10-2 強結合超流動の量子渦構造を計算し、室温超伝導の世界を覗く

−原子ガスの量子渦から見えてくる室温超伝導の世界−

図10-3

原子ガスをある一箇所に閉じ込め、レーザーを当ててかき混ぜる(左図)と、中央図のように、ガスのあちらこちらに渦(実験では、原子の分布密度を観察するため、渦は中央図のように球体にあいた穴のように見えます)が発生しますが、原子ガスが超流動状態にあると、渦周りの回転運動が量子化されるため、ある一定の回転の強さを持つ渦だけが現れます。この研究では、この渦の構造を最も精密な計算手法である第一原理計算により求めました。量子化された渦は、超流動や固体が示す超伝導に共通の現象であり、原子ガスの渦構造を研究することで超伝導の渦構造を予測することができます。原子ガスでは、極めて強い引力が原子間に働いており、この研究で得られた渦構造は、まだ見ぬ室温超伝導の渦の構造とほとんど一致すると考えられます。

「室温でもし超伝導が実現したら、産業革命を遥かに超える変革が起こる!」と言われてきましたが、実際、室温で電気抵抗がゼロになるということは、発電した電気エネルギーを損失ゼロで各家庭や工場へと運べるようになり、地球規模でのエネルギー伝送が可能になるだけでなく、世界中がリニアモーターカーで結ばれ、身近では、パソコンなどのOA機器の冷却ファンもなくなり、ノートパソコンの性能は今の超並列計算機を遥かに超えてしまうかもしれません。このように室温超伝導実現は私たちの生活を一変させてしまう可能性を秘めており、超伝導転移温度を室温まで上昇させるというテーマは当代科学者たちの見果てぬ夢とも言えましょう。

このいまだ実現していない夢の室温超伝導ですが、その超伝導状態を先取りして研究しようという、とても挑戦的な試みが最近、現実のものとなってきました。これは、2004年に実現されたフェルミ原子ガスの超流動が、室温超伝導に匹敵するほどの画期的な超流動状態だったからです。通常、超伝導は二つの電子がペアを形成することで超伝導状態へと転移しますが、その際、転移温度を決めるのは、そのペアを結びつける引力の強さであることが分かっています。フェルミ原子ガスでは、その引力の強さが極めて強く、超伝導体でその強さを実現すると、なんと1000K(室温を遥かに超える!)程度に匹敵するということが明らかにされました。この事実が分かると、次はその超流動状態とは一体どんなものなのか?という疑問が沸き起こりますが、そこで登場してくるのが量子渦です。量子渦は、超流動や超伝導という特異な流れの中で見られる最も重要な構造で、その構造が超流動や超伝導の性質の良し悪しを決定してしまいます。つまり、超流動も超伝導もその損失のない流れには限界がありますが、その限界を与えてしまうのが量子渦であり、その研究は超伝導の応用を考える際には避けて通れないものなのです。

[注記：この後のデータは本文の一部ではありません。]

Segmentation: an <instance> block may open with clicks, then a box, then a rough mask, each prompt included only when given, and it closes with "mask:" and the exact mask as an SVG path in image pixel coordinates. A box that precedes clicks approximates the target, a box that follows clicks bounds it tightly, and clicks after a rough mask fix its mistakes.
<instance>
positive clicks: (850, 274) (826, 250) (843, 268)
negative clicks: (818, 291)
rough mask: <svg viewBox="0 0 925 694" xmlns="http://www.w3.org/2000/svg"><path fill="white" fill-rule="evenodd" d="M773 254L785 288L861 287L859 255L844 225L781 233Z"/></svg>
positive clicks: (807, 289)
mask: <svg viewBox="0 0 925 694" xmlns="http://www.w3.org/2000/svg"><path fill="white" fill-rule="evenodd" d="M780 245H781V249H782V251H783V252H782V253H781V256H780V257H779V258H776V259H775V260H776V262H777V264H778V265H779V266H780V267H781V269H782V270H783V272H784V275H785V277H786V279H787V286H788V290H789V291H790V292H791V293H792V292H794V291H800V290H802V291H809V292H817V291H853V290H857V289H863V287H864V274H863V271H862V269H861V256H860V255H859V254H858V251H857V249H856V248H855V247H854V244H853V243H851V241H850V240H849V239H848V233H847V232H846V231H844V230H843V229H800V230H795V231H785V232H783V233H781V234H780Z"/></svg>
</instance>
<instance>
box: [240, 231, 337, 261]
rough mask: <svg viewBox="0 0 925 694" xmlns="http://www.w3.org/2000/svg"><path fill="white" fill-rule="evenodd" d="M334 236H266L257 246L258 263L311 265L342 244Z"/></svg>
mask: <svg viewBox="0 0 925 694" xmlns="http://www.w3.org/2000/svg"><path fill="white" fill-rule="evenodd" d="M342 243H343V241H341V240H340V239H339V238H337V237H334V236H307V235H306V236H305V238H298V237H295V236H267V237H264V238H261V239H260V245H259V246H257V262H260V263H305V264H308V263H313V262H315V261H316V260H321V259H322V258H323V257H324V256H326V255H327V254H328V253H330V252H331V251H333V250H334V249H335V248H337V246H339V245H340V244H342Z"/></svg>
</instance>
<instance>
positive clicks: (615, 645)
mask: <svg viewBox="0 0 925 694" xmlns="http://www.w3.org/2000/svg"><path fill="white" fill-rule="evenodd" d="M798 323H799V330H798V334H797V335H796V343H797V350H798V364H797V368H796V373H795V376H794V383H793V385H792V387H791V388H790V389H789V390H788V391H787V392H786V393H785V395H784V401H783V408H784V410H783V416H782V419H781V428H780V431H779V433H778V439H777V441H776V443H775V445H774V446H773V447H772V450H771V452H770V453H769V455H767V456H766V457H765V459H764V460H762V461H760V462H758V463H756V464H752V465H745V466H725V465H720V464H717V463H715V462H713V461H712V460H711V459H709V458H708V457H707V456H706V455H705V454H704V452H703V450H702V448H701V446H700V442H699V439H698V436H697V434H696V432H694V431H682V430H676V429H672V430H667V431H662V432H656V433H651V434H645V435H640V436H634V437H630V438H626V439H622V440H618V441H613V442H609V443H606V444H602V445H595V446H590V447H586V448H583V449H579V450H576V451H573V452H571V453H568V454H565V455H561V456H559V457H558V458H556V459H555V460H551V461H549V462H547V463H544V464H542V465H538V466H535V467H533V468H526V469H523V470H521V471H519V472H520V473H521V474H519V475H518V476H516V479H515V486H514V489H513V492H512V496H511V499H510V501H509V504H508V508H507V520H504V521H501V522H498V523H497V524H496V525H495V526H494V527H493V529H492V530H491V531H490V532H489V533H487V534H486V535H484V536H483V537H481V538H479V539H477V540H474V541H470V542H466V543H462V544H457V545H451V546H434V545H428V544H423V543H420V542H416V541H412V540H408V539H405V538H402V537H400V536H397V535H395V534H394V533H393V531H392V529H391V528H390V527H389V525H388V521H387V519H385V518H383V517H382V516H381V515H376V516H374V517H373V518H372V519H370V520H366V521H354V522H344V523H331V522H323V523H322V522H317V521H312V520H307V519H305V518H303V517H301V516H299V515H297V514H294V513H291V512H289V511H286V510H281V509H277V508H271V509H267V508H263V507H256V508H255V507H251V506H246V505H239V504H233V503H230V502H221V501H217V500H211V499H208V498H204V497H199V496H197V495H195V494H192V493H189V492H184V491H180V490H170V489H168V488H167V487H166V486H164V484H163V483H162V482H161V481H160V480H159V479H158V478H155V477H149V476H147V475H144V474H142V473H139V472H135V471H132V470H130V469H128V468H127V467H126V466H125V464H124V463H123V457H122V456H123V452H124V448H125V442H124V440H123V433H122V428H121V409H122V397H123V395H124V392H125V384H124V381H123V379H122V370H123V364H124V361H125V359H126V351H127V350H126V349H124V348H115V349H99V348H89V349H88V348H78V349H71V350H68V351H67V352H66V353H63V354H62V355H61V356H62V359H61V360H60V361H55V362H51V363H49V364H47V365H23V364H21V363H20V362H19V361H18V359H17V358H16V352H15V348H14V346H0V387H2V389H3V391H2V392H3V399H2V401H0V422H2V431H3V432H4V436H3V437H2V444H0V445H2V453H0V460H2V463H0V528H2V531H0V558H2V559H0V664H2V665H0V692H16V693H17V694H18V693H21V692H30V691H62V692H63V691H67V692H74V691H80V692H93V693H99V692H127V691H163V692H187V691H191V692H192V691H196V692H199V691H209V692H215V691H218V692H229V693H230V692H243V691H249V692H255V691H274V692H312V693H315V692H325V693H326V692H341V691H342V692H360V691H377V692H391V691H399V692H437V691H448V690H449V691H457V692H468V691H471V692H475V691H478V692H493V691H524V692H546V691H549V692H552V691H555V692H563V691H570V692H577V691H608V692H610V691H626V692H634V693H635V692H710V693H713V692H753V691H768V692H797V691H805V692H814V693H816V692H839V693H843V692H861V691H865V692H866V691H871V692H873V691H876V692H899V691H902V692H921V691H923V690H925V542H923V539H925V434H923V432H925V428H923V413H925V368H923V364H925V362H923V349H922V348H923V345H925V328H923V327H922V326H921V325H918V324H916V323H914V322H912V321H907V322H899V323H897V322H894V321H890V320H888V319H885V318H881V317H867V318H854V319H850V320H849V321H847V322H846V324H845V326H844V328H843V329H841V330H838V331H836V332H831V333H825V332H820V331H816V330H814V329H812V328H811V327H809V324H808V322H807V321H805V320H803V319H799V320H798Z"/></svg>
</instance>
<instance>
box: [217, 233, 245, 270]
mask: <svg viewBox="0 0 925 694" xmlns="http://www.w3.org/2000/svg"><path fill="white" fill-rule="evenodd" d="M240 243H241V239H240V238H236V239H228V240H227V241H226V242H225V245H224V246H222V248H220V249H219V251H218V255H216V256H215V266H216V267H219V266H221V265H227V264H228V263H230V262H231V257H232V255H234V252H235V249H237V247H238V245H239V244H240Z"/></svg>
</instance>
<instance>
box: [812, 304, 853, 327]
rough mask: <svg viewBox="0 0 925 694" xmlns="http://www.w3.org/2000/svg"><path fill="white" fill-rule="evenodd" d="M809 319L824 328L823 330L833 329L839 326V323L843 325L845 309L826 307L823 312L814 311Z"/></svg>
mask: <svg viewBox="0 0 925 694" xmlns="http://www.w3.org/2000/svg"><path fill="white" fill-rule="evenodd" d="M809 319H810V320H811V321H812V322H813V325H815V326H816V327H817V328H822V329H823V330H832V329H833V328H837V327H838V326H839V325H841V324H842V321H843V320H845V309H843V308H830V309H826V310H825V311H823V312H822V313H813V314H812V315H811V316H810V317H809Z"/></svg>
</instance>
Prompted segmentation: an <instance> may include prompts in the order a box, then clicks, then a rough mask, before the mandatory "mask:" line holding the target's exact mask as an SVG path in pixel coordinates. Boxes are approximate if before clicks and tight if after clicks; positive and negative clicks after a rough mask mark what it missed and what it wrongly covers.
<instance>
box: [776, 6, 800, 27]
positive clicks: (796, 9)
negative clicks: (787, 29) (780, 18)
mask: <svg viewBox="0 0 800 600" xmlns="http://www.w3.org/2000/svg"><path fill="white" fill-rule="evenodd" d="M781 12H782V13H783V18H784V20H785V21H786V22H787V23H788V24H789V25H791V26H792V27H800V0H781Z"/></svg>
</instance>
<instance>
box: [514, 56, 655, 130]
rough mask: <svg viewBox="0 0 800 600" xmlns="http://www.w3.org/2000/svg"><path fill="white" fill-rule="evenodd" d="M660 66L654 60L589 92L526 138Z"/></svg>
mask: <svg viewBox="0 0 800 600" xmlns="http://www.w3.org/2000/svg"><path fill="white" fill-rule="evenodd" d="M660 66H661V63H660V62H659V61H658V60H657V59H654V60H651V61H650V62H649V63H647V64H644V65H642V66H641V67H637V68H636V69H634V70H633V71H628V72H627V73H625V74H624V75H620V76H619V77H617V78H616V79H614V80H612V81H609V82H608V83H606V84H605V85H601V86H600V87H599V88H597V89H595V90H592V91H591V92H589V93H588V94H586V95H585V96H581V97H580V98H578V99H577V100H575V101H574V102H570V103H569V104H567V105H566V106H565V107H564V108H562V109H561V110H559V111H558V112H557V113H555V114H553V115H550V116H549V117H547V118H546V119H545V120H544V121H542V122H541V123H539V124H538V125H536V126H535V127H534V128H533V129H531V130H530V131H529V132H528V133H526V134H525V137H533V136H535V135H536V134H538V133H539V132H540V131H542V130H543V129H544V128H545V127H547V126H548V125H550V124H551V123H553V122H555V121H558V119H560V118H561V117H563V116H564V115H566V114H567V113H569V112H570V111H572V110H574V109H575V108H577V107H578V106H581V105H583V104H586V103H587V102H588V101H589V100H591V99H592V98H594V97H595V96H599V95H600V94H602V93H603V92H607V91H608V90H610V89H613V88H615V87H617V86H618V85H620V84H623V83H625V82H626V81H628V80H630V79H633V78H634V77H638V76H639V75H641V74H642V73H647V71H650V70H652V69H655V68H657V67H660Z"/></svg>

本研究では、その量子渦の構造を第一原理計算を行うことで決定し、引力が弱い場合から強い極限(室温を遥かに超える超伝導)まで、その構造の変化を初めて示すことに成功しました。その結果、引力が弱い場合は、渦中心でもフェルミ原子の密度は渦の外側とほとんど変わらないのに対し、強い極限では、なんと、渦の中心にいるフェルミ原子の密度が極端に薄くなり、水を入れてバケツを思い切り回すと中心の水がなくなるのと同じような振る舞いを示すことが分かったのです。この結果は、実は超伝導電流を損失ゼロでたくさん流すという観点からは極めて有利であり、もし、室温超伝導が実現された場合、その電力輸送能力は基本的に優れている可能性が高く、今後の研究の進展が多いに期待されます。


●参考文献
Machida, M. et al., Structure of a Quantized Vortex near the BCS-BEC Crossover in Atomic Fermi Gases, Physical Review Letters, vol.94, no.14, 2005, p.140401-1-140401-4.